Gas Concentration Errors in Vitreoretinal Surgery: Insights from a Model of Gas Mass Transfer Dynamics

Introduction: Concentration mix errors of fluorinated gases commonly used in vitreoretinal surgery can lead to catastrophic elevations in intraocular pressure. The timing and optimal management of this complication is poorly understood. This study aims to evaluate the impact of controlled venting on intraocular pressure (IOP) elevation following simulated gas mix errors. Methods: A validated mass transfer model of intraocular gas dynamics was used to simulate the properties of "isovolumetric" gas concentrations of 20% SF6, 16% C2F6 and 12% C3F8, along with the most common concentration mix errors: double concentration, 10/3 (3.33x) concentration and 100% gas. Simulations were performed on eyes with vitreous cavity volumes of 4.0 ml, 7.2 ml, and 10.0 ml (representing hyperopic to highly myopic eyes). The model calculated gas volume and IOP over time, both before and after controlled venting events to normalise IOP. Results: All gas concentration errors produced complete gas fill and rapid IOP elevations. Only double-concentration errors generated IOPs potentially manageable with medical therapy (peak 60 mmHg for 40% SF₆, 75 mmHg for 32% C₂F₆, 61 mmHg for 24% C₃F₈).
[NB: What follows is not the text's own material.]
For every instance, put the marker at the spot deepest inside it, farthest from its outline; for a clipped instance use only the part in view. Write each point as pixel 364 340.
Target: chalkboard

Simulated 10/3 (3.33x) and 100% concentrations resulted in extreme IOP elevations incompatible with ocular perfusion. Controlled gas venting at day 1, normalised IOP for SF₆ but repeated venting procedures were required for C₂F₆ and C₃F₈ due to continued gas re-expansion. Eyes with larger vitreous cavities experienced prolonged IOP elevation and delayed equilibration after venting. Conclusion: Gas concentration mix errors produce rapid and often unsalvageable IOP rises. While limited SF₆ over-concentrations may be temporarily stabilised with medical therapy and controlled venting, most scenarios, especially involving C₂F₆ or C₃F₈, require urgent surgical complete gas exchange.